If you are already familiar with Powerwolf‘s music, you know exactly what to expect and it will not disappoint: Heavy/Power Metal riffs, lots of synths, pseudo-clerical atmosphere, epicness and Attila Dorn’s powerful vocal. All of these fully present also in a new album as well – the band strongly adheres to its concept, which made the band famous but at the same time tries to bring something new, even a little bit. There are no doubts about quality as well: Jens Borgen and Joost van den Broek from Fascinating Street Studios know their business good.
Actually, the first released singles “Beast Of Gévaudan” and “Dancing With The Dead” show greatly what fans will get on a new release: pathos and symphony, choirs emphasizing Attila’s vocals, memorable choruses and catchy melodies. With this “Dancing With The Dead” sounds more sublime and ominous at the same time.
“Faster Than The Flame” can be placed alongside with such songs like “Fire And Forgive” and “Blessed Abd Possessed”: epic symphonic intro changes with fast guitar riff, powerful drums and Falk Maria Schlegel’s organ. Attila habitually mixes English with Latin and overall that’s that one signature Powerwolf sound, which was expected from the band. Long story short, it’s a great opener for the album and for the future live shows too.
In “Alive Or Undead” Attila shows everything he got. The song starts with slow keyboard intro and silent symphonic samples, and then it slowly turns into a typical Power Metal ballad. But the main thing here is the voice: powerful, emotional and captivating. It’ll be very interesting to see how Powerwolf will perform it live.
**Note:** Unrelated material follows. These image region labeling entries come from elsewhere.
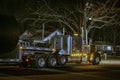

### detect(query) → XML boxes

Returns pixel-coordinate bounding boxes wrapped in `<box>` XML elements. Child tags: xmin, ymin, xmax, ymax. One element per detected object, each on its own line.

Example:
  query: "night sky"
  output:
<box><xmin>0</xmin><ymin>0</ymin><xmax>120</xmax><ymax>53</ymax></box>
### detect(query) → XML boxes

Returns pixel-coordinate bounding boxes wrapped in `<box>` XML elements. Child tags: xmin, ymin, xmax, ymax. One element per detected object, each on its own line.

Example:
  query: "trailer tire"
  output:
<box><xmin>47</xmin><ymin>55</ymin><xmax>57</xmax><ymax>67</ymax></box>
<box><xmin>58</xmin><ymin>56</ymin><xmax>67</xmax><ymax>66</ymax></box>
<box><xmin>92</xmin><ymin>53</ymin><xmax>101</xmax><ymax>65</ymax></box>
<box><xmin>35</xmin><ymin>56</ymin><xmax>46</xmax><ymax>68</ymax></box>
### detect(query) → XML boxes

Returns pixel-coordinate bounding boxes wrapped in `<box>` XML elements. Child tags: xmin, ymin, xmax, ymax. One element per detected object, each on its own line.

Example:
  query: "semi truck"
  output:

Epic, slow paced “Glaubenskraft” with catchy melody reminds “Stossgebet” from the previous album a little bit (mostly because of the pace and language). Those who know German say it is probably the most heretic song in the band’s history. I don’t know, I don’t have the lyrics and I don’t know German but I can say for sure that “Glaubenskraft” is another hit from the band. “Undress To Confess”, in its turn, brings back a Powerwolf‘s mocking humor, which was in “Resurrection By Erection”, “Cardinal Sin” and many other songs; church bells, choirs and pretty major riff emphasize this mocking greatly.
Like I said earlier, there is a place for some little experiments in this album: “Blood For Blood (Faodlah)” tells the Irish legend about werewolf and musically the band marks it with bagpipes in the beginning and obvious Folk motives in arranging without losing their own sound, of course. Well, that’s something new for Powerwolf; they haven’t explored this territory yet, if I remember right. Nevertheless, “Varcolac”, which tells basically the same legend from Romaine have no some apparent experiments, there is only heaviness and epic.
Of course it is always possible to add a fly in this ointment and many will do so, I guess: like “Powerwolf release the same music from year to year, repeating themselves” and so forth, comparing them to Sabaton (well, for 40 years it worked well for Motörhead and still works for AC/DC but Powerwolf probably are not legendary enough to compare with them) – I even won’t argue with that. Indeed, Call Of The Wild has some passages, which reminds some riffs or bridges from their previous albums. Also, the band is constraint by their concept but it doesn’t prevent to please their old fans and find some new ones. After all I just love this band so this review doesn’t pretend for some objectivity.
Call Of The Wild will be released on July, 16th via Napalm Records.